Are Microsoft immature, or smart?

By Christos Reid | Posted in Business tactics, Online PR | 0 Comments

Ben Rudolph is what tech companies like to call an “evangelist”. Personally, I think a more realistic term is “paid fanboy”, but there you go. He works for Microsoft, specifically focusing on the Windows Phone 7 brand. But why’s he appearing in the news this week?

Well, it’s because he’s giving Windows 7 handsets to those who tweet their Android issues at him, and use the hashtag #droidrage. Yes, that’s correct. Tell him why your Android phone sucks, and he’ll send you a Windows 7 phone. Doesn’t sound like a bad deal. Unless you’re Google.

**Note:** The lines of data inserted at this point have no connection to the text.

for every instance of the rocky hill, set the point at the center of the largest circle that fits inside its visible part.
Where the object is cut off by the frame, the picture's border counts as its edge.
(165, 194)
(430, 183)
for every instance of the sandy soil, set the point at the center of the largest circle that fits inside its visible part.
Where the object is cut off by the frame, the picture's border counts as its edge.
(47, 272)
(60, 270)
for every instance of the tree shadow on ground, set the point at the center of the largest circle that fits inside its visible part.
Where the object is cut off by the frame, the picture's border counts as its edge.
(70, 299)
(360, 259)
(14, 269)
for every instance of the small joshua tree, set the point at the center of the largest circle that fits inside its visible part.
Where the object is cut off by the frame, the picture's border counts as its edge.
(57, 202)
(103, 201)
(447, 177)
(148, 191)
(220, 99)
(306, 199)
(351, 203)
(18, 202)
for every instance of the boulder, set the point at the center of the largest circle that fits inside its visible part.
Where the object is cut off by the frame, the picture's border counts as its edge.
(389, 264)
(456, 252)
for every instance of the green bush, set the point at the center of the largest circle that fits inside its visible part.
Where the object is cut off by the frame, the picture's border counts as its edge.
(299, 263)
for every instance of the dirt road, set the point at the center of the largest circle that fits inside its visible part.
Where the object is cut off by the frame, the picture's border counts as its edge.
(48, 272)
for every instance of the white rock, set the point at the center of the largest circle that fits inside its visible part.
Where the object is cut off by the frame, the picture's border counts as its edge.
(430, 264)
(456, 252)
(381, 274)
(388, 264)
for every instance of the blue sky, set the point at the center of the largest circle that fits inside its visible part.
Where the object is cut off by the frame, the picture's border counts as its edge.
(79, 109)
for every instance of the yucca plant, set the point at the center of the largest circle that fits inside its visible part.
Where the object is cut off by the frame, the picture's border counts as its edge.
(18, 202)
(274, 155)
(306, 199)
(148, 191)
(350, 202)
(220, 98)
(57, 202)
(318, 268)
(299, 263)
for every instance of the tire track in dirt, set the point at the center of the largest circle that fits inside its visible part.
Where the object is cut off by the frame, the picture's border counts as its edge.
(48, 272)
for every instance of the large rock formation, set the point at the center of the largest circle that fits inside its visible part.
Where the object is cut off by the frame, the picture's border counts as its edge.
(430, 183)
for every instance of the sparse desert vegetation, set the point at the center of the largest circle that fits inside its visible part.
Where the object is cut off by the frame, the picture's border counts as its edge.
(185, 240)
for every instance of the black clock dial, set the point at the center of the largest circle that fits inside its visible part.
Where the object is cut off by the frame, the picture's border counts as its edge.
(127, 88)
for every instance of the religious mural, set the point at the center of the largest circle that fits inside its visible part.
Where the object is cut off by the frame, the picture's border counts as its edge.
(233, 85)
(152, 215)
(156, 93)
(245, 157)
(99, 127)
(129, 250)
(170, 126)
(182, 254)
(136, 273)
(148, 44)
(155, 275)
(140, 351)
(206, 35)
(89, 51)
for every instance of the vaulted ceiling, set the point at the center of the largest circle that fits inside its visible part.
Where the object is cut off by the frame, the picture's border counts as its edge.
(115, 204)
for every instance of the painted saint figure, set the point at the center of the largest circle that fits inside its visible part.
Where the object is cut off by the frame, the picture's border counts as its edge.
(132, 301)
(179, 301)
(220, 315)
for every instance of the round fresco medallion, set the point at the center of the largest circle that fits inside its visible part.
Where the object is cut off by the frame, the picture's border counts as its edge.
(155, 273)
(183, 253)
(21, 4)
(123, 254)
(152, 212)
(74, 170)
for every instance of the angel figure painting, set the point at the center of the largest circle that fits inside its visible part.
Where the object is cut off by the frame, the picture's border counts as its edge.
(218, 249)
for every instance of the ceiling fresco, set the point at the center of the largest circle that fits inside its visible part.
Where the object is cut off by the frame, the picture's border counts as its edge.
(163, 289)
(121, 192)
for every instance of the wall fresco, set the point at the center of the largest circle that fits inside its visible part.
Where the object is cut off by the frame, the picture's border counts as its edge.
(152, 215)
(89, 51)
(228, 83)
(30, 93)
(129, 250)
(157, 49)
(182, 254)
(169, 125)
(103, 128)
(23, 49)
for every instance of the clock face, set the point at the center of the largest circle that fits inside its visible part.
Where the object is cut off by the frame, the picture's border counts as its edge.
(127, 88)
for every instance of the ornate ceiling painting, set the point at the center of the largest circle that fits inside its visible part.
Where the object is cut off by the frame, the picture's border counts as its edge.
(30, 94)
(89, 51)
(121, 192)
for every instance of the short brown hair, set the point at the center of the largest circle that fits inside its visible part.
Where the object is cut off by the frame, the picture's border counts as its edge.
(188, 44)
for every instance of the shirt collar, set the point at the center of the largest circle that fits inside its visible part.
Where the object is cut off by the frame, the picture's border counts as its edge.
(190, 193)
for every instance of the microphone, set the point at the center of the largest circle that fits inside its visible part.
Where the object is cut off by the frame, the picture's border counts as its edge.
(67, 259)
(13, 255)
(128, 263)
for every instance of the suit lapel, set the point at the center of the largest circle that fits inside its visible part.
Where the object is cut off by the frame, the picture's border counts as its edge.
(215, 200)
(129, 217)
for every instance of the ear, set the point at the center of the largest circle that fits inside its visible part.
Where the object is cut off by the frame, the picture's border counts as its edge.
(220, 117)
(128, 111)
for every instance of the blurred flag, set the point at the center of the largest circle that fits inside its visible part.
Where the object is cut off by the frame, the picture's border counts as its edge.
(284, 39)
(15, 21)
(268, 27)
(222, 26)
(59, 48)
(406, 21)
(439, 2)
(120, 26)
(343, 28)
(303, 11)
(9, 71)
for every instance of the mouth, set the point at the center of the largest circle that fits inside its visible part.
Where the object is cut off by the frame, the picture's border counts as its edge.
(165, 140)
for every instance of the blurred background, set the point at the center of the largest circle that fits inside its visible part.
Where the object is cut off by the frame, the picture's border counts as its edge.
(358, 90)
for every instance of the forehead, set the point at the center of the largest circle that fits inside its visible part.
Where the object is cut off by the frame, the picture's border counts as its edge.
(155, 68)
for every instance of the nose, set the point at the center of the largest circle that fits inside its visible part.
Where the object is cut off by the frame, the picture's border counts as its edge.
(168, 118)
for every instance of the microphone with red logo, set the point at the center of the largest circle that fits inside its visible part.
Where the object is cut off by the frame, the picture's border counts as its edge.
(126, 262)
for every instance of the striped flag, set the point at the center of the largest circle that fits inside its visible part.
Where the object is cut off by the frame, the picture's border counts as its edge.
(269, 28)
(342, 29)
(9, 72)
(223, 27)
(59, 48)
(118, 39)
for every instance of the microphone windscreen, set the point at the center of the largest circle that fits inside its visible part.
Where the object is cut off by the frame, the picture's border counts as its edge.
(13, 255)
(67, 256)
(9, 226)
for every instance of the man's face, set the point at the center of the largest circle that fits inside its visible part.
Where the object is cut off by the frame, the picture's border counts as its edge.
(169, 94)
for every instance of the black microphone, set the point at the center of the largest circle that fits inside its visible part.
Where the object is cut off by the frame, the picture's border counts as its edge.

This is essentially the equivalent of being at school and offering anyone who calls Jimmy “fat legs” a chocolate bar. Few people are actually doing it because Jimmy has fat legs; they’re doing it for the free chocolate. But regardless of what their motivation is, Jimmy gets a load of bad press.

#droidrage could potentially become a trending topic in the United States today, and that’s going to cause Google a fair few PR problems. But what’s the right response? Offering Android handsets to those who tweet using the hashtag #wp7hasnoapps? Or being a little more mature and weathering the storm of bad-press anecdotes, some of them potentially fabricated?

It might be a new approach Microsoft are testing to see whether they can shake things up a little bit. Given that as I write this, news is going out that the head of Windows Phone 7 has been replaced, a new direction might actually be on the cards.

The legality of the issue is a little hazy, because neither the fans or Rudolph are saying anything libellous. But I think anyone who’s not waiting for Google’s reaction with bated breath clearly doesn’t have much interest in the future of the smartphone market. Android has a whopping market share (51%) simply because it’s not tied to one brand, as iOS is, and that’s its primary advantage. But if it starts to appear flawed in any way, all it will take is the average user becoming aware of the flaws, and Android’s grip on the market may begin to slip.

It’s a dangerous approach to marketing Windows 7 phones, but who knows? It just might work, provided Microsoft can get away with it. Thoughts?